To learn more about SPMH, RFT sponsored an American Nurse Journal “Safe Patient Handling: Who handles the handling? Integrating early mobility and SPHM programs to achieve better patient and caregiver outcomes” webinar. You can view the on-demand webinar here.
How Exposed is Your Facility to Falls?
Falls are the number one cause of injury for people 65 and older and result in about three million emergency department visits per year, according to the CDC. One in four older adults will fall a year, and one in ten will result in an injury.
The average cost of a fall is $62,521, while the published relative risk reduction with intervention is 22 percent. So, if you have 100 senior living residents in your community, a fall management intervention (22 percent reduction) may avoid approximately one injury, saving approximately $34,387 annually.
Use RFT’s Fall Injury Cost Exposure Calculator to calculate the cost savings for your community.
Fall Management Systems
RFT has a full suite of fall management products to keep your residents safe and your community CMS long-term care compliant. You can create customized fall prevention and alarming programs that protect your residents and respect their dignity, while making staff more efficient and providing real-time reporting that can keep up with CMS reporting rules.
Sensatec® Fall Alarms and Bed and Chair Pads are cost-effective and restraint free and can now be purchased directly on rft.com.

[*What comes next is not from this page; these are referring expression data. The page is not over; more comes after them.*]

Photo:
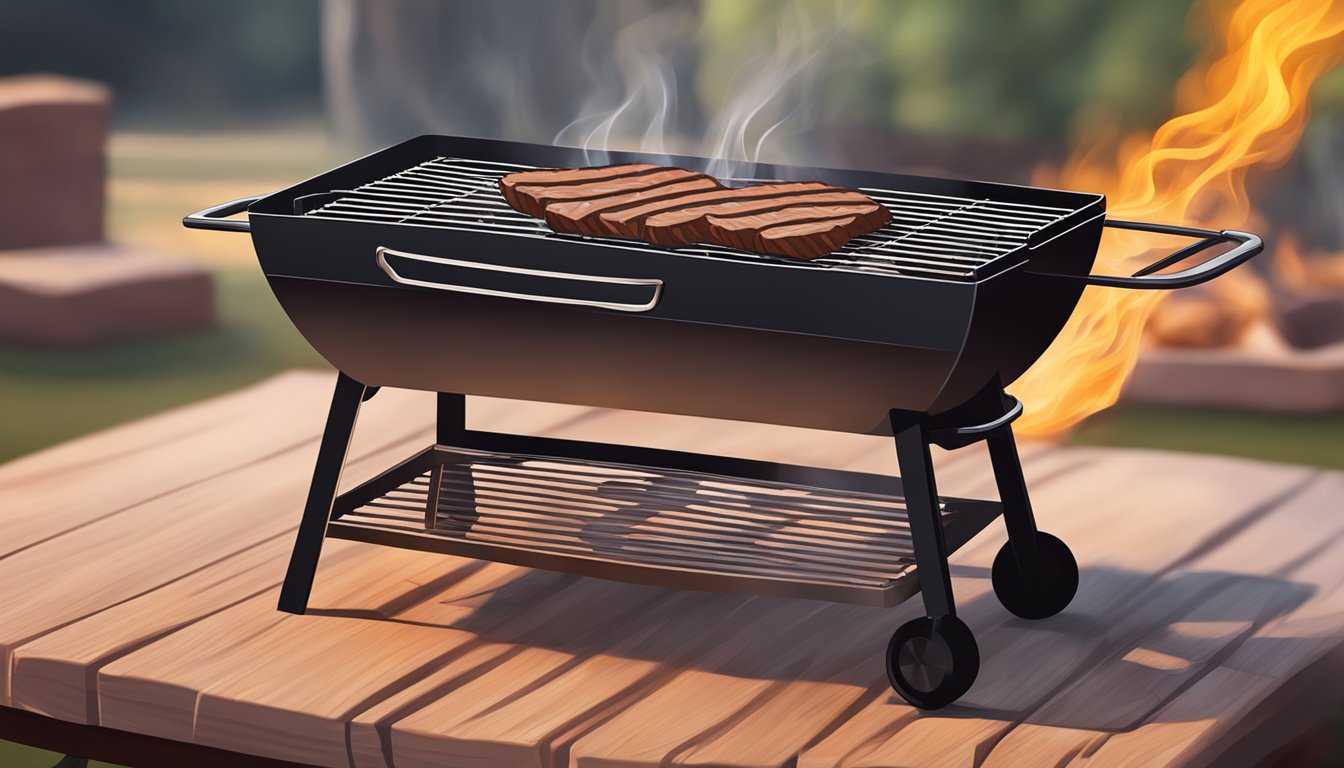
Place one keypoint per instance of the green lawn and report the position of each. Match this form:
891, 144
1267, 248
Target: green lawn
1312, 440
50, 396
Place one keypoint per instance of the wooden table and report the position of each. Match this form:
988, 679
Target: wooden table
141, 566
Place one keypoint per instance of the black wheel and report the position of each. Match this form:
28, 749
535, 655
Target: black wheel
932, 662
1051, 589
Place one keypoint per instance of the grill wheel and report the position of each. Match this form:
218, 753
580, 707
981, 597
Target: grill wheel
932, 662
1054, 587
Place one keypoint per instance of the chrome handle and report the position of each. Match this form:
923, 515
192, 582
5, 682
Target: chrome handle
213, 218
543, 297
1247, 245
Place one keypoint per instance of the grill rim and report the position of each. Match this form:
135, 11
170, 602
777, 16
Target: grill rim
286, 203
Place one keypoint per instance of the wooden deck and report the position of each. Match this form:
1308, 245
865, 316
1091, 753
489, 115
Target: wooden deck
141, 566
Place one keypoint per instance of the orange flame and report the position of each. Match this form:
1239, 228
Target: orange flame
1241, 108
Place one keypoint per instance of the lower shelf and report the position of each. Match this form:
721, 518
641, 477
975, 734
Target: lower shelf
665, 527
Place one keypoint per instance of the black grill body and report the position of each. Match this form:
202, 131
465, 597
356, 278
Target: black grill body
743, 338
406, 269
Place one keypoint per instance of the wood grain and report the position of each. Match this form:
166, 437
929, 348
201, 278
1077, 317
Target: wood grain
1211, 603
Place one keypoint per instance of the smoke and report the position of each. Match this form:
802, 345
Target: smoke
637, 74
750, 101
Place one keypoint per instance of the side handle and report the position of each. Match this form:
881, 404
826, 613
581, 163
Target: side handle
213, 218
1247, 245
546, 287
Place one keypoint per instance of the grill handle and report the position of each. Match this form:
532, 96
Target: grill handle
213, 218
1247, 245
539, 284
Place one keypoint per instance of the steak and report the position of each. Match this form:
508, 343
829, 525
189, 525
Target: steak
761, 232
534, 198
674, 207
691, 223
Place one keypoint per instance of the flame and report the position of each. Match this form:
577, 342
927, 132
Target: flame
1242, 106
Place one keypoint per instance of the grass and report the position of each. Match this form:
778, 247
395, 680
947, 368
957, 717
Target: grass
1309, 440
50, 396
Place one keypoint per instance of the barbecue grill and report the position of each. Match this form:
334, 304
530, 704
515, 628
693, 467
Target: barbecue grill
406, 268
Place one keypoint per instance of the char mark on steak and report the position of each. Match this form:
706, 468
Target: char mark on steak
674, 207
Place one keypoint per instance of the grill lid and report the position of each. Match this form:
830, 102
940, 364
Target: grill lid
936, 236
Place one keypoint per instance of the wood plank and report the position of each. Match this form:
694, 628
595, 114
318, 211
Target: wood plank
1276, 615
835, 644
1118, 562
222, 717
54, 671
93, 478
172, 535
1186, 638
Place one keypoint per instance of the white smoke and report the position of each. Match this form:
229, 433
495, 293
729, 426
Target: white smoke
772, 90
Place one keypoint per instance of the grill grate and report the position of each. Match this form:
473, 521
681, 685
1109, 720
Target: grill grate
932, 236
612, 519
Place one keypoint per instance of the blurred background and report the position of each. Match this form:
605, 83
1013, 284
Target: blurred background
207, 102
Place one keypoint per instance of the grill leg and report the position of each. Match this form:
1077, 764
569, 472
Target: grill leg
1012, 491
450, 431
321, 494
925, 519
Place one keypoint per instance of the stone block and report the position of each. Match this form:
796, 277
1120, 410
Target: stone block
53, 135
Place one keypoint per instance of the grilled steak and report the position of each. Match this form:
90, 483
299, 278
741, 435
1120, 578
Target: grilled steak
559, 176
688, 225
534, 198
583, 217
629, 222
762, 232
672, 207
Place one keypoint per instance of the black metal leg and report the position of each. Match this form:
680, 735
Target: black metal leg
1012, 491
450, 421
925, 518
321, 494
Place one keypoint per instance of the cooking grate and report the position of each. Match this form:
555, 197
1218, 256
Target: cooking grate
616, 518
933, 236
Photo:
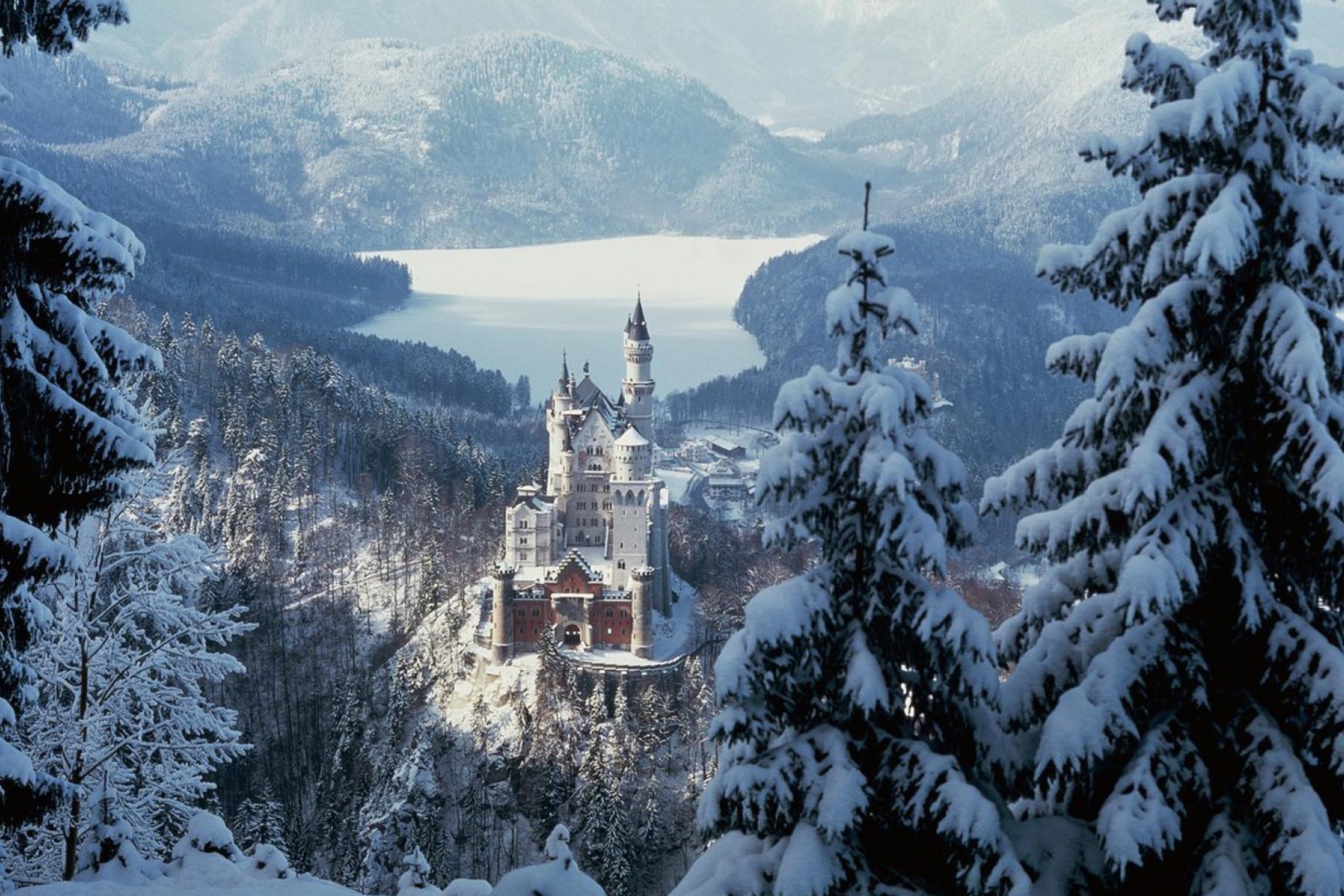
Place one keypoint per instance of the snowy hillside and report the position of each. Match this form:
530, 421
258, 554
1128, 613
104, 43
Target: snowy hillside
499, 139
1001, 152
793, 62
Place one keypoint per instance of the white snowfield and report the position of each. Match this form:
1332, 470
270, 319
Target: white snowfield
217, 876
517, 309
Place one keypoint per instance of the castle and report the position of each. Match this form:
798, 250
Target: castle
587, 554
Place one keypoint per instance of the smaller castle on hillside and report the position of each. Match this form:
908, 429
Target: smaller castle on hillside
587, 553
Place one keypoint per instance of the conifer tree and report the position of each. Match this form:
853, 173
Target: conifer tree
65, 432
1178, 671
858, 702
108, 848
126, 672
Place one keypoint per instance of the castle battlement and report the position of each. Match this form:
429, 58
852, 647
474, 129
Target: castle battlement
589, 547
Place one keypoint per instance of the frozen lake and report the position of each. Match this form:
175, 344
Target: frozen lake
518, 309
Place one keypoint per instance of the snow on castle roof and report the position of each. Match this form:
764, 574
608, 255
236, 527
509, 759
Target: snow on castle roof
632, 438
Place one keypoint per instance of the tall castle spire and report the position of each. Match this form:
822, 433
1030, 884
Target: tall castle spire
637, 386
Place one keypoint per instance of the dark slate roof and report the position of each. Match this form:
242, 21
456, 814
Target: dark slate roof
637, 328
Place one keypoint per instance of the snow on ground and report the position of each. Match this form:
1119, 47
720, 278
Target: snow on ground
207, 879
518, 309
697, 269
672, 633
679, 481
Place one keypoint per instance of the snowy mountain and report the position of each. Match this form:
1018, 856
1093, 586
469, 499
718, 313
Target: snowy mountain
793, 62
497, 139
1001, 152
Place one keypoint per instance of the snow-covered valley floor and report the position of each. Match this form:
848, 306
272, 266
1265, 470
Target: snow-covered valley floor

Chirp is a wall mounted, multi-sensing, 4-D radar with privacy safe AI-driven monitoring and voice activated two-way calling.
Our Sensatec and Chirp products also bring continuous monitoring and real-time alerts directly into the home, supporting caregivers and families, not just staff.
Quick Response® Fall Detection Pendants have artificial intelligence (AI technology) that can automatically issue alerts even if a resident is unable to press the button for enhanced fall protection.
Take Aways
The financial and reputational costs of falls in senior living are increasing while regulatory changes may distort reporting and lead to penalties and reduced quality ratings. A good fall prevention program and management system with documentation and reporting built-in will drive better performance outcomes and protect your community from changing regulations and associated costs of fall injuries for years to come.